Many of these manuscripts (the ones that aren’t in Nick’s exhibit, of course) will be included in Medieval Life. The exhibition has around 80 manuscripts from five European countries, in Latin, English, French, Arabic, and Hebrew, dating from the twelfth through the sixteenth century, so it represents quite a range of material. In addition to exploring how medieval people thought about their world, the exhibition will also include snapshots of how modern people think about their world in comparison, and how we still value medieval manuscripts in popular culture today.
Here’s one of the images that will be featured in Medieval Life, and it neatly demonstrates the medieval-modern connection we’re aiming for. It’s a urine wheel, from Rosenbach MS 1004/29, fol 9C. These were used to diagnose diseases: a doctor would collect urine in a clear glass flask and compare the color, scent, and so forth to the wheels. It’s pretty similar to getting your pee tested at the doctor today!
Perhaps the most broadly compelling of the items that will be on display, however, is the one that had nothing to do with BiblioPhilly: The Free Library of Philadelphia has been loaned a production prop of the Skeksis Book of Law, as seen in the television reboot of The Dark Crystal, courtesy of The Jim Henson Company and Netflix. The Skeksis Book of Law, adorned with the symbol of aggression, codified the alliance between the Skeksis and the Gelfling, endorsing the Skeksis' primacy to the detriment of the Gelfling. In the show, the Vapran princess Brea reads about the Skeksis tithing ceremony in the great library of Ha’rar.
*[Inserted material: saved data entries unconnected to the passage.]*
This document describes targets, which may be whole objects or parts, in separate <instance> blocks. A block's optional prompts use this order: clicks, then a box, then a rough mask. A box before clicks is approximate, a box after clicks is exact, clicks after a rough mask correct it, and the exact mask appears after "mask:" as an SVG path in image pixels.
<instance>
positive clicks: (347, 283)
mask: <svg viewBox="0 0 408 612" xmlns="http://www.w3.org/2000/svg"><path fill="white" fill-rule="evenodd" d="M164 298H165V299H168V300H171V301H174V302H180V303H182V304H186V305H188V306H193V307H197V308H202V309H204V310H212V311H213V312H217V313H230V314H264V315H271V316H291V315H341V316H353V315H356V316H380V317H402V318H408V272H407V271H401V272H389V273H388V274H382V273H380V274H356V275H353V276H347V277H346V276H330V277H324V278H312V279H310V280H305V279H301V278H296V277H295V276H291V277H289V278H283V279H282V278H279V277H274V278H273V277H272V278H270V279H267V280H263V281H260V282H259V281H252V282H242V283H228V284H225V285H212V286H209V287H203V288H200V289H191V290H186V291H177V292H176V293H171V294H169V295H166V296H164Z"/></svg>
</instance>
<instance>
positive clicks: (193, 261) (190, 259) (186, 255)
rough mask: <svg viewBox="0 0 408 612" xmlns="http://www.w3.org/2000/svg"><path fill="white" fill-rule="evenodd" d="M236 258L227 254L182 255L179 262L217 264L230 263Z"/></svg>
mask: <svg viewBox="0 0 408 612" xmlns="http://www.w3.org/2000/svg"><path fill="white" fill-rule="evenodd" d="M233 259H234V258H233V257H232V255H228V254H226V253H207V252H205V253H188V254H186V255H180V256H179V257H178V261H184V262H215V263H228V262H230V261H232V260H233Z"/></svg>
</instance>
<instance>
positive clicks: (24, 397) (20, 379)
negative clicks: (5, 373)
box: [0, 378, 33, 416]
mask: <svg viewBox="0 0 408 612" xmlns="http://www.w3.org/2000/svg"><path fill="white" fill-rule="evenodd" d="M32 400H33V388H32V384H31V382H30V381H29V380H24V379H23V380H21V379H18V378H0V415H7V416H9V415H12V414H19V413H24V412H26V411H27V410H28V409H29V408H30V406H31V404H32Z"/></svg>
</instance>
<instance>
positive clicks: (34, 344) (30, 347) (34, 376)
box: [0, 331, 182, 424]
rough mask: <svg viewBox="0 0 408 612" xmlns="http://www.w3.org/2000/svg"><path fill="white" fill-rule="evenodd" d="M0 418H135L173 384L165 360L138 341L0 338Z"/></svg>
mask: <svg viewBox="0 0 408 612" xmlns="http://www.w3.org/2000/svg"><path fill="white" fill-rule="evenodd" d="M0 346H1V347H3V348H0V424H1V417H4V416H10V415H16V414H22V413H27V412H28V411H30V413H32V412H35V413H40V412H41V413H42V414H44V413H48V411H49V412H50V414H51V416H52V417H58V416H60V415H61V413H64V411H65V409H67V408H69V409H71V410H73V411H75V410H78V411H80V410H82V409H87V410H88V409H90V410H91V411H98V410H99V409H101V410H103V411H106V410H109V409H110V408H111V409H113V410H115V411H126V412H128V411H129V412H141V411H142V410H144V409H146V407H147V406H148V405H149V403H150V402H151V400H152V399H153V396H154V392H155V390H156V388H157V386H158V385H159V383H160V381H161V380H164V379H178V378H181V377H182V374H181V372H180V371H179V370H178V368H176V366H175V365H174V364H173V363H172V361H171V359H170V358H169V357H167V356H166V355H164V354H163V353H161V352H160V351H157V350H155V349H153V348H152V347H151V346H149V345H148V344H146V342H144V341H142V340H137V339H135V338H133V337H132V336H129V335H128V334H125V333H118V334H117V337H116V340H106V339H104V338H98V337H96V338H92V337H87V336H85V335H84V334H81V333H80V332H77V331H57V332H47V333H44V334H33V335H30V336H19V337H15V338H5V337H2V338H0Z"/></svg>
Graphic designer Philippa Broadhurst created the interior using a Skeksis language alphabet devised by the conceptual designer for The Dark Crystal film and series, Brian Froud. Richard Roberts (Set Decorator), Gavin Bocquet (Production Designer), and Ty Teiger (Prop Master) designed and built the prop with input from Cameron Richardson (associate producer).
It was important for me that we include modern influence of medieval manuscripts in the exhibition, and from the moment I contacted Philippa Broadhurst, who designed the prop, I have been overwhelmed by the interest and support we’ve received from The Jim Henson Company and Netflix in making this loan happen.